For stucco specifics, go here http://www.your-leaking-house.com/sites/your-leaking-house.com/forum/index.php and ask Carl Brown.

Me, I'd bust the stucco out at least up to the bottom of the window and install a pan or other flashing so the water can exit the wall. Then, I'd get some wall-vent and install it. (I saw at least 1 dutch lap on that roof!:laughing: )


----------



## tinner666

Grumpy said:


> Agreed and agreed, but when I sit in a court of law and say "Your honor I installed it exactly as the manufactyrer stated in good faith that they know how to install their product." The point is I want limited liability should there be a failure of any kind. If youa re getting the manufacturer to literally "sign" off that's great. If you are getting a verbal "Um yeah that should be ok", I pray for you.

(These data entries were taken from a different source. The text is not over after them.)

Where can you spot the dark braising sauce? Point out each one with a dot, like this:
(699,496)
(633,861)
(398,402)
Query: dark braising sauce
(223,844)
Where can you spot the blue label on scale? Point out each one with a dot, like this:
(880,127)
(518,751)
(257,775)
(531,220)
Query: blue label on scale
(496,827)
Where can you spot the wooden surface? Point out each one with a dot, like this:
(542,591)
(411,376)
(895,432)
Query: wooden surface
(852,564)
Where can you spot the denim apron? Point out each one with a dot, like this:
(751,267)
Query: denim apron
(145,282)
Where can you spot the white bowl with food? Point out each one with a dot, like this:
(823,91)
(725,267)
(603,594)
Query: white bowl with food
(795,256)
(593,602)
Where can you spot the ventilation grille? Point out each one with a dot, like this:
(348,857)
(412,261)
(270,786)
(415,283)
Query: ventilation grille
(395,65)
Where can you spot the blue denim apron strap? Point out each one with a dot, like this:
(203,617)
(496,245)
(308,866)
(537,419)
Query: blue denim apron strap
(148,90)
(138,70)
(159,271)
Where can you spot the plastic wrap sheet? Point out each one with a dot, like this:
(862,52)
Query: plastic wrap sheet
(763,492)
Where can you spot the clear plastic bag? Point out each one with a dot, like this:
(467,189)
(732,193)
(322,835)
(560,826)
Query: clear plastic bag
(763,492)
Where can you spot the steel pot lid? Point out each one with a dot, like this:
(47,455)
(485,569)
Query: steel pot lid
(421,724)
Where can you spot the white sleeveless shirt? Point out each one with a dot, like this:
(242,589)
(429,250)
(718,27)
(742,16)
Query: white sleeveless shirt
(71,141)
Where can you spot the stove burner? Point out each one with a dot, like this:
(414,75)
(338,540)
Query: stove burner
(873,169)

Agreed again grumpy. But the metal book says to cut the panels off and add Z-bar. Screw that. I bow fold and then add a Z-bar, or sometimes a locking strip attached across the ridges and a ridge locked to it.

Their stated reason? Nobody will take the time to do it right. That's why my bids seem to have no relation to other bids on many jobs. :laughing:

Same for the shingle suppliers. Like I said we used to hang together and hash ideas, causes and effects for hours. 

Did you know they claim that bending a shingle to nail under it will crack most of the fibers? If it isn't lifted with an almost straight lift, as opposed to a 'decent' bend, that one just got ruined. 

Anybody seeing this thread and not in the know, grump and I aren't arguing, we're discussing and debating this.


----------



## tinner666

BTW TomS. Any damage on that side wall? Lot of staining by that gutter.


----------



## Ed the Roofer

tinner666 said:


> BTW TomS. Any damage on that side wall? Lot of staining by that gutter.


Frank, you should know the obvious answer that saves all roofs from what you must have read at Nachi so far.

But, in this case, they would be extremely correct.

That leak stained stucco wall does in fact need a kick-out flashing to be installed on the upper roof, bottom course.


Further, I agree completely about bending the top of the Standing Seam panel AND using the Z-Flashing, or actually an oversized on one part J-Flashing.


For that double stacked skylight, I would try to find ONE oversized unit to avoid the center flashing details all together.

You can use Smart Vent from DCI Products as an Exhaust Vent on the top course of shingles and then shingle over the top of it and then install the apron flashing from the Roof-To-Wall transition.

To cleanly cut away the stucco, use a 4" grinder with a diamond blade and follow a straight edge line for cosmetics. See if there is ANY room at all to sneak the vertical portion of the Roof-To-Wall Apron flashing behind there, even if it only goes 1-2 inches, without cracking it.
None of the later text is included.